Dr Hawa is, however, not known for her political work, rather, it is the humanitarian courage she exhibited as a tireless and fearless protector of more than 90,000 people who took refuge at her farm and medical facility that has shown her star.

Today, this village is known as Hawa Abdi, after her.

Keeping Hope Alive: how one Somali woman changed 90,000 lives, is a memoir that details this story of a woman who loved her medical profession, and whose vision led her to purchase the land that became a refuge camp for more than 20 years.

It also details her family struggles and how she raised her children, who eventually became doctors and proved indespendable in her work.

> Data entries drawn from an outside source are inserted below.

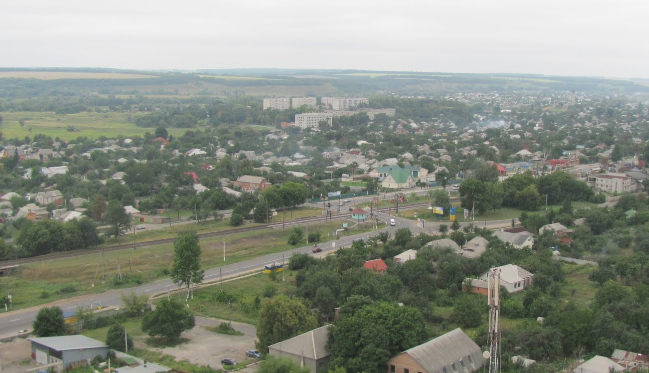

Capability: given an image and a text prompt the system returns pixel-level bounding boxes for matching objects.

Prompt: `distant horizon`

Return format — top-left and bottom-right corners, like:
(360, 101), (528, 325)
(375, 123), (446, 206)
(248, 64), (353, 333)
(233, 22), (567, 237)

(1, 66), (646, 82)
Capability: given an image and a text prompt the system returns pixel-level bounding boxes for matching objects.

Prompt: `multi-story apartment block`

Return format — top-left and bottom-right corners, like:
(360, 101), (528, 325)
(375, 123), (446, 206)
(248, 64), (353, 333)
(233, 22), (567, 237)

(594, 174), (634, 193)
(291, 97), (317, 109)
(324, 108), (395, 120)
(321, 97), (369, 110)
(263, 98), (291, 110)
(295, 113), (333, 129)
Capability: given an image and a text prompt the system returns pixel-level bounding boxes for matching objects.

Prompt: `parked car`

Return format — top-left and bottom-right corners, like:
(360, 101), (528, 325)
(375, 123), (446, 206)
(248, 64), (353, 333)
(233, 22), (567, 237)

(246, 350), (261, 358)
(221, 358), (237, 366)
(451, 185), (460, 191)
(136, 225), (146, 230)
(390, 219), (396, 226)
(313, 247), (322, 253)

The book published this year by Virago is an honest look at a woman in the eye of the storm, who was once kidnapped by militias but stood her ground to not give up her land and medical facility.

A woman who face family injustices with the same courage she faced government officials and irrational warlords.

Dr Hawa Abdi’s struggles are interwoven with the history of post independence Somalia, which makes the book a must-read for anyone who wants to understand that history.

It is a story of when and how the rain started beating Somalia.

The 239 page memoir tells of the cost Hawa Abdi has paid for choosing to remain in Somalia all these years in her efforts to defend the voiceless poor.

SELF REFLECTION

The memoir co-written with journalist Sarah J. Robbins, raises among other issues the relevancy of religion, causes of domestic violence, challenges of parenthood in a wartorn country, marriage, injustices in the male dominated Muslim society, the cost of environmental degradation, women and land ownership, and dangers of female circumcision.

The memoir is an honest work of self-reflection, searching for the soul of her family, her community and her country.

“Fighting by clan is low class,” she writes, taking us back to when Somalia was a peaceful and confident country.

The values that drove the society then, like reconciliation, hard work, honesty, respect and protection for women, children and the elderly are all lost when fighting starts.
Somalia today is a shadow of its former self.

Much as Dr Hawa is internationally acclaimed together with her daughters; but she is now frail and worn physically after many years of stress, worrying for many people and running up and down in pursuit of a more peaceful country.

The doctor brings faith and hope to humanity that love can triumph over hatred.

How an ordinary woman in a country of radical warlords and plagued by war, disease and hunger, managed to protect and change lives of more than 90,000 people – only God knows.

With her energy and dedication, may be – Hawa could have been one of the most successful medical practitioners of her time.

She chose to risk her life, to save the children and mothers who didn’t have anyone to defend them against rapists, robbers and killers – who did so in the name of God and their clan.

Dr Hawa and her two daughters Amina and Deqo are heroines not just of today’s woman, but, of all people who believe in human beings right to health, safety and care.